Wednesday, July 16, 2008

The Problem of Corporate Transformation

"Business Transformation" is increasingly in vogue as businesses look for ways to deter the inevitable decline that occurs when their core products become commodities or worse. Telecommunications, financial institutions, computer and network hardware manufacturers have all struggled recently.  Companies (Lucent, Nortel, etc) in these industries in particular have goals to dramatically re-engineer themselves to reinvigorate growth.  This then becomes an archetypal transformation:  cut costs, eliminate non-performing product lines, enter new or adjacent markets, offer new products and change the corporate culture. 

One oft-cited example of successful transformation was IBM's change from being the world's largest mainframe computer manufacturer to the largest technology services provider in the world.  But most often dramatic re-engineering does not lead to success.  Corporate Strategy Board research, the most comprehensive to date on the topic, cites a 1 in 36 chance that businesses are able to create a model for sustained revenue growth.  Of these only about 5% are effected through business transformation.  None were the result of entering wholly unrelated lines of business.  The pitfalls are many, lack of core competency with proposed new business lines, loss of strategic direction and the challenges of developing new technology infrastructure or  to support an unfamiliar business. 

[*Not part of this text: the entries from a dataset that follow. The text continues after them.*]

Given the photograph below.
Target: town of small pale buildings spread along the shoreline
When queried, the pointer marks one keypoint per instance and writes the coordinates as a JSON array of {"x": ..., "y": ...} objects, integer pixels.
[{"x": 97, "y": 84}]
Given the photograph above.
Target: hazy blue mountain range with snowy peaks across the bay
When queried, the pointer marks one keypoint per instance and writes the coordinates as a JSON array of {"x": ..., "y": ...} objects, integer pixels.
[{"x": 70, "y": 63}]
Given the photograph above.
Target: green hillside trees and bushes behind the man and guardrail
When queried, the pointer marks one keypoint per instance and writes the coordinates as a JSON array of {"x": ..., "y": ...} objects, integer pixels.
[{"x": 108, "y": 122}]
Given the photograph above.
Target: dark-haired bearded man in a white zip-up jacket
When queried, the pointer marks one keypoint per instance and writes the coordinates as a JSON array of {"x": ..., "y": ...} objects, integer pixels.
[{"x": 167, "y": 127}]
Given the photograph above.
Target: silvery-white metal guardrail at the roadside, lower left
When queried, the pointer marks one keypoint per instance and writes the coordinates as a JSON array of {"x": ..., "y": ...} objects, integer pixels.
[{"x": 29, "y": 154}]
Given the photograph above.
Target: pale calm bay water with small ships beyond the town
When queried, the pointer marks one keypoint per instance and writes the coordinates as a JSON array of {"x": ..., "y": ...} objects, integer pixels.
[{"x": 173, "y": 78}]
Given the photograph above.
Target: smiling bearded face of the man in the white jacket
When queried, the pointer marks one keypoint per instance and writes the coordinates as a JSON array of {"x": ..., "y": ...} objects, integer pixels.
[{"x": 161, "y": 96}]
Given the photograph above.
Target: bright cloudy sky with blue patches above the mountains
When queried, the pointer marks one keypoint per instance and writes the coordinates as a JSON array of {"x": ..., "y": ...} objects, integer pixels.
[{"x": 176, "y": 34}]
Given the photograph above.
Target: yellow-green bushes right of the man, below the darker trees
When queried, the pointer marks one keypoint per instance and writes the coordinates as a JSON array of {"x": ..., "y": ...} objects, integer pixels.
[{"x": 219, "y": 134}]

In addition, there is a natural tendency for people throughout an organization to reject a new culture.  Corporate change experts talk about the "ten percenters."  The ten percent of the employee base who will never embrace the change.  

With these issues in mind, here are some suggestions based upon experience on how to successfully transform a business, given these challenges:

1) Ensure that a suitable culture change plan is in place prior to undertaking the change. Hire seasoned experts.  There will be no time to "learn while doing" with this type of venture and one cannot afford to fail because employees weren't receptive.

2) Obtain funding for the undertaking before starting.  When beginning extensive technology re-engineering efforts, not having sufficient funding to complete the re-engineering leads to costly redesigns.   It is best to obtain prioritized funding that remains in the funding portfolio for the requisite number of years to complete the project successfully.

3) Create a dedicated transformation organization to lead the effort and an appropriate governance process to manage it across the enterprise. Include both business and technical architects that will lead platform re-engineering and business model re-engineering efforts. 

4) Define concrete measures of success for the transformation that cross the business.  Be aware of interdepartment metrics tradeoffs--e.g. when cost is reduced in one area of the business only to increase in another unnoticed as a result of a process or system change.  Attach the appropriate incentives to these measures to drive their attainment.  

5) Identify empowered executive advocates or sponsors.  It is often best if the sponsor is the chief executive officer or another similarly senior position.

6) Don't underestimate development timelines and costs for the project at the onset and ensure it generates an appropriate return even under these conditions.  In fact a rule of thumb would be to double or even triple informed cost estimates.  Also, don't underestimate benefits that accrue as a result of the change, however. 

7) Engage and involve the highest performers in line functions to assist with the process of transforming the business. It will take that caliber of talent to realize success.  

8) Don't try to do too much all at once.  Engineering such complex changes is best tackled via understanding interdependencies and properly sequencing activities.